13. As a direct and proximate result of this negligence of Chrysler Motors, the statutory beneficiaries identified above have suffered the injuries and damages described above and pray for judgment as later set forth in this Complaint.

(Dkt. 7 at A-9-10).

On April 15, 1991, defendant filed a Notice of Removal removing this case once again to federal court. To support removal defendant urged that paragraph 10 of plaintiffs’ Amended Complaint seeks relief arising under the Traffic and Motor Vehicle *482 Safety Act (“MVSA”), a federal statute, and therefore presents a federal question. See 28 U.S.C. § 1331. Plaintiffs have again moved to remand arguing there is no federal question jurisdiction as paragraph 10 merely recites a state common-law claim of negligence per se with a reference to the MVSA.

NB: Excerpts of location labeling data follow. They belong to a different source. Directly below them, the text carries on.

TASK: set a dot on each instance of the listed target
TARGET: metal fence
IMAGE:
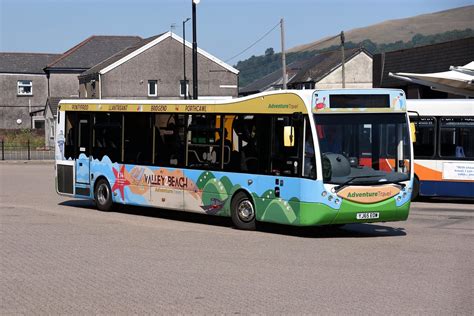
(24, 151)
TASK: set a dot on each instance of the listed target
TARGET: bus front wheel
(243, 212)
(103, 195)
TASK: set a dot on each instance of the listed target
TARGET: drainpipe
(100, 87)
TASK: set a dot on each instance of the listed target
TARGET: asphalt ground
(62, 256)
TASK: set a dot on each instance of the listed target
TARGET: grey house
(23, 89)
(153, 69)
(322, 71)
(62, 73)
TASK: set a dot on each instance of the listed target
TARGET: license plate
(371, 215)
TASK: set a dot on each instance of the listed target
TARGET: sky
(225, 28)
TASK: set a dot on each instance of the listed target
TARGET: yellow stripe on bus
(279, 103)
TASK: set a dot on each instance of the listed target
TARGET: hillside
(403, 29)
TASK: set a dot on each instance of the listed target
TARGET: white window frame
(187, 88)
(156, 88)
(24, 83)
(38, 119)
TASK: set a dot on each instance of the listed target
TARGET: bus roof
(279, 101)
(442, 107)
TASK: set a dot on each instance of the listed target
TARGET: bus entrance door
(83, 162)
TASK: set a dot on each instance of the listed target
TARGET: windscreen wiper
(394, 182)
(352, 179)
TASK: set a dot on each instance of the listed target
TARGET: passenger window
(204, 147)
(424, 146)
(286, 160)
(138, 145)
(457, 137)
(108, 136)
(169, 140)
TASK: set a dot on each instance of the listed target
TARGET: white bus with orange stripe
(444, 147)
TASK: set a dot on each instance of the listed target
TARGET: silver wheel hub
(246, 211)
(103, 194)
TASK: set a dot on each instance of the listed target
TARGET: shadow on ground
(428, 199)
(345, 231)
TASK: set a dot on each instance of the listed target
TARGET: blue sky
(224, 27)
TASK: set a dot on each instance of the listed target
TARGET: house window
(38, 123)
(183, 88)
(152, 88)
(25, 87)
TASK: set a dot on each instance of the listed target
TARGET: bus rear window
(457, 137)
(425, 136)
(347, 101)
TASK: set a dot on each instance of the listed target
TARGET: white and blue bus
(444, 147)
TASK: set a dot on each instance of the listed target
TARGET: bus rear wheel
(243, 212)
(416, 189)
(103, 195)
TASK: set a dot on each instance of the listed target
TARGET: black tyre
(103, 195)
(243, 212)
(416, 189)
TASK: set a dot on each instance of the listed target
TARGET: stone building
(153, 69)
(322, 71)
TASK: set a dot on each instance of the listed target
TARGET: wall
(49, 127)
(164, 63)
(358, 73)
(64, 84)
(13, 106)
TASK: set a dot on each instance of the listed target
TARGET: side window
(169, 140)
(70, 135)
(138, 136)
(108, 136)
(204, 147)
(152, 88)
(78, 136)
(424, 146)
(286, 146)
(251, 143)
(457, 137)
(309, 156)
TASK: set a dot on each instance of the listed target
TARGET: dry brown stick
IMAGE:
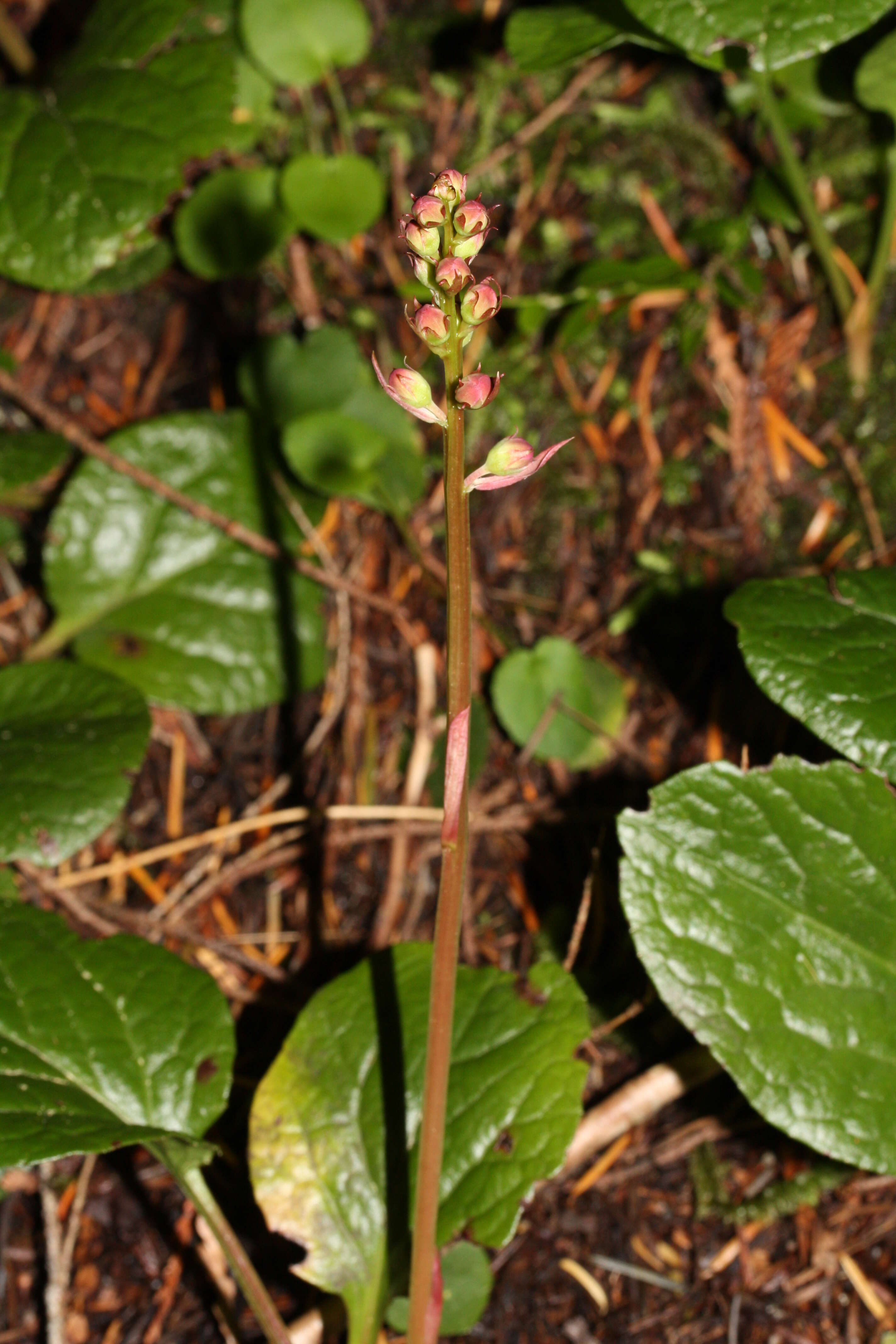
(545, 119)
(61, 424)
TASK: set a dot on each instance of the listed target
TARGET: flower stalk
(445, 233)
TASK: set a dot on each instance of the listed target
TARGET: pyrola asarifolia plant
(445, 233)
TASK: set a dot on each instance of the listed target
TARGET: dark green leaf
(283, 378)
(828, 658)
(876, 77)
(104, 1044)
(764, 906)
(230, 224)
(85, 170)
(467, 1287)
(300, 43)
(168, 602)
(332, 198)
(339, 453)
(30, 464)
(545, 38)
(69, 736)
(317, 1142)
(530, 682)
(776, 33)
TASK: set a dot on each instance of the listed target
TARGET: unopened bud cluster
(445, 233)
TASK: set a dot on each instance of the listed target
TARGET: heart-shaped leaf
(551, 37)
(168, 602)
(320, 1148)
(85, 170)
(534, 690)
(467, 1287)
(300, 43)
(764, 906)
(69, 736)
(30, 464)
(876, 77)
(230, 224)
(335, 197)
(104, 1044)
(828, 656)
(774, 33)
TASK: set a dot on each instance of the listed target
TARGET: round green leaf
(230, 224)
(301, 41)
(82, 172)
(467, 1287)
(30, 463)
(166, 601)
(283, 378)
(338, 453)
(332, 198)
(545, 38)
(529, 682)
(323, 1139)
(69, 736)
(764, 906)
(876, 77)
(828, 658)
(776, 33)
(104, 1044)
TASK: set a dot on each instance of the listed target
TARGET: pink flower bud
(471, 218)
(430, 324)
(468, 248)
(511, 460)
(477, 390)
(453, 275)
(481, 303)
(451, 186)
(425, 243)
(413, 393)
(429, 211)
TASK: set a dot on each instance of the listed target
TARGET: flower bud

For the reasons set forth below, plaintiffs’ motion for remand will be granted.

I.

Defendant removed this case to federal court pursuant to 28 U.S.C. § 1441. Under section 1441, “only state court actions over which ‘the district courts of the United States have original jurisdiction, may be removed by the defendant.’ ” Railway Labor Exec. Ass’n v. Pittsburgh & Lake Erie R.R., 858 F.2d 936, 939 (3d Cir.1988). “Absent diversity of citizenship, federal question jurisdiction is required.” Caterpillar Inc. v. Williams, 482 U.S. 386, 392, 107 S.Ct. 2425, 2429, 96 L.Ed.2d 318 (1987). As the asserted basis of federal jurisdiction in this case is subject matter jurisdiction, the “well-pleaded complaint rule” applies. See Id. That rule requires the federal question be presented on the face of the plaintiff’s properly pleaded complaint. See Gully v. First National Bank, 299 U.S. 109, 113, 57 S.Ct. 96, 98, 81 L.Ed. 70 (1936). 3

It is the defendant’s burden to show the existence of federal jurisdiction. Pullman Co. v. Jenkins, 305 U.S. 534, 537, 59 S.Ct. 347, 348, 83 L.Ed. 334 (1939); Abels v. State Farm Fire & Cas. Co., 770 F.2d 26, 29 (3d Cir.1985). The Court of Appeals for the Third Circuit has cautioned, “[bjecause lack of jurisdiction would make any decree in the case void and the continuation of the litigation in federal court futile, the removal statute should be strictly construed and all doubts should be resolved in favor of remand.” Abels, 770 F.2d at 29.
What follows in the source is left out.